【現代文】GHQ焚書「敗走千里」より支那軍の実態

2017.01.26 Thursday 02:15
くっくり


 退却軍の渦の中に揉まれ続けた陳は、李とはぐれてしまいます。督戦隊員らしい者4〜5人が無理やり彼女を強奪していったのです。(p.306-313)

 何とか生き残った陳子明。彼はこんなことを思います。 

 陳子明は別に軍官学校の出身でもなければ、特別に軍隊生活を志望して、戦闘方法とか軍略とか言うことに大して造詣のあるわけではない。が、最近の少しばかりの戦争の経験によって、自分たちの国の軍首脳部が現在重大な過失を犯しているように思えてならないのだ。その過失と言うのは、この戦争の始まる前、我々の軍隊はなぜ東洋軍と同じような、あの恐ろしい威力を持つところの野砲とか、野重砲のようなものを用意しなかったか――と言うことである。
 敗走に次ぐに敗走を以(も)ってする近頃になって、自分たちのちょくちょく耳にする軍首脳部のお題目は、「長期抗日戦」というそれであり、「我々は最初から長期抗日戦を覚悟し、日軍を奥地に誘導し、以って彼らを奔命に疲らせ、殲滅(せんめつ)するのは策戦に出づるのだ」と言うそれである。
 が、それが、事実とするなら、我々の軍隊は尚更、野砲、野重砲のごとき威力ある武器を最初から用意しなければならなかったのだ。

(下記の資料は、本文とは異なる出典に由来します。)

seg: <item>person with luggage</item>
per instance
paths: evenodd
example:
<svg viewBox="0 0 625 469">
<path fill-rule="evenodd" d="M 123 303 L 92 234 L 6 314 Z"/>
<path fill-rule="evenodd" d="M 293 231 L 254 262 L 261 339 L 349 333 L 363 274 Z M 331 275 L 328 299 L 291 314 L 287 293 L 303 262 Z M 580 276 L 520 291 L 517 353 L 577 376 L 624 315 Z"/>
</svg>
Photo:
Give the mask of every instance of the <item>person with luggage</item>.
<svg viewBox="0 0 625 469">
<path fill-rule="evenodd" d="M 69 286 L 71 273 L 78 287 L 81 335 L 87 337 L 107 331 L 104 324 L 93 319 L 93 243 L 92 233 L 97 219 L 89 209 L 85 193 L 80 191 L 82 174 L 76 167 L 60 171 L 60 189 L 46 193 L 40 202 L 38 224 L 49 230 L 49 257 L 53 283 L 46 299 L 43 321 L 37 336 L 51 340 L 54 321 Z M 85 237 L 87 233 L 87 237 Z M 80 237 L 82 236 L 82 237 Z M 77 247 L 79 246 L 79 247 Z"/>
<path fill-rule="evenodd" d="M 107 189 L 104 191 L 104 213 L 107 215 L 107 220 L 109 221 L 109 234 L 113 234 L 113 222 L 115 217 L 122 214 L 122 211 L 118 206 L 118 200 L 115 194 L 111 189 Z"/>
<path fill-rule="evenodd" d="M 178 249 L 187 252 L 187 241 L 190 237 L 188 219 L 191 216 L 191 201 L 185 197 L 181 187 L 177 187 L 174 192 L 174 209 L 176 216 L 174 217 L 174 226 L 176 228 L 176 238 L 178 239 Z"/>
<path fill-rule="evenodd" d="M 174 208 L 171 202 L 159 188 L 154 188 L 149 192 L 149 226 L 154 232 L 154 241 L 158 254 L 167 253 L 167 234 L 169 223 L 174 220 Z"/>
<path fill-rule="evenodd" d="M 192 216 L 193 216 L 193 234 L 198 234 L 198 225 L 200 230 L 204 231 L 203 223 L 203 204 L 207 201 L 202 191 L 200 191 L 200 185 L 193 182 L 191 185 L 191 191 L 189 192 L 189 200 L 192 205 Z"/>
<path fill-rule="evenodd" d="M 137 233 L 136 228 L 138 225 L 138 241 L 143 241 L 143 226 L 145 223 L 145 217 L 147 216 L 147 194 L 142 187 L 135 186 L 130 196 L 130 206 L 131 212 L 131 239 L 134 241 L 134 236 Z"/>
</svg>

なぜと言うのに、奥地へ日軍を誘導すると言うからには、最初から現在やっているような野戦が覚悟だったはずだ。野戦において、機銃や迫撃砲が、野砲、野重砲の敵ではないことは戦わぬ前から分っているはずだ。それだのにそれらのものを用意しなかったということは、我々の軍首脳部は上海の市街戦において日軍を撃退する――と言う一本立ての策戦しか立てていなかったことを暗黙の裡(り)に白状しているのだ。
 確かにそれに相違ない。煉瓦(れんが)やコンクリートの高層建築物の密集している市街戦においては、野砲や野重砲は確かに使いものにならない。そんなものよりも、機関銃や迫撃砲、手榴弾の方が遙(はる)かに効果を挙げ得るからだ。
 その上海において、日軍を引きつけ、引きつけ、トーチカからの機銃掃射によって日軍を消耗し、殲滅するという策戦がもし成功したならば、彼ら国軍首脳部は確かに先見の明ありと言って誇ってもいいが、その唯一の策戦が敗れ、失敗した以上、戦いはそれを以って打ち切りとすべきだ。戦っても絶対に勝つ見込みはないからだ。
 「長期抗日戦」――
 そんなものは、蒋介石一族、親露派、英米派の失敗の跡をごまかそうというこけ威(おど)かしにしか過ぎないものだ。要するにそれは、政権に恋々(れんれん)とした、彼らの保身延命策にしか過ぎないものだ。